Pakistan-india trade has severely been hampered over the years due to breakdowns in communication; lack of available labor and more importantly, due to stringent trade policies. A recent meeting between the Indian joint secretary for Commerce, Arvind Mehta, heading a five-member delegation of Indian regulators and LCCI President, Irfan Qaiser Sheikh, heading Pakistani traders, representatives of the Trade Development Authority of Pakistan and the Federal Joint Secretary of Commerce Ministry, was held recently. Three agreements have been finalized to remove non-tariff barriers. The final agreement is expected to be signed in March during the Indian Commerce Minister’s visit to Pakistan.
The agreements include the Customs Cooperation Agreement to prevent arbitrary halting of goods at each other’s ports, the Mutual Recognition Agreement for acceptance of certificates of internationally accredited laboratories, and the Redressal of Grievances Agreement in case of any disagreement. Furthermore, the tariff line in India for Pakistan will be reduced to 5 percent from the current 8 percent, by the end of the year.

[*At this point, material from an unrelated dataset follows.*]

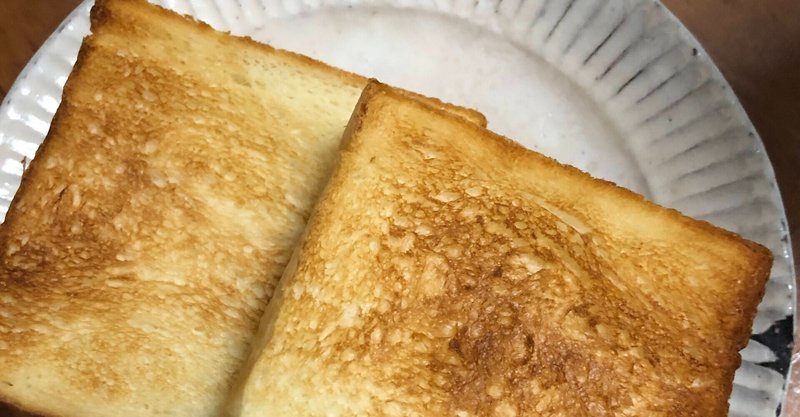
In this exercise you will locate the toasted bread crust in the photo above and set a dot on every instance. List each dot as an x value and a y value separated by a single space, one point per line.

Representatives from Indian Customs admitted of poor infrastructure, institutional framework and labor management, which obstructed transportation of consignments across the border, delayed the obtaining of agricultural permits and clearance reports and also caused the Pakistani side extensive losses in terms of transportation costs. To increase transparency and efficiency, the two sides are working on a three-tier solution – daily or local problems will be handled at the border. A meeting between the Customs collectors will be held once in two months and one meeting at the ministerial level regarding policy matters would be held once in every six months. Licensing requirements pertaining to health, sanitary conditions, imports of vehicles and textile specific barriers would also be addressed. Quality standards improved on both ends and Pakistani authorities asked the Indian delegation to reciprocate and accommodate 150 trucks through Indian customs. An increase in wheeler trucks and offloading equipment was also discussed, to ensure offloading on both borders and expedite the clearance of consignments.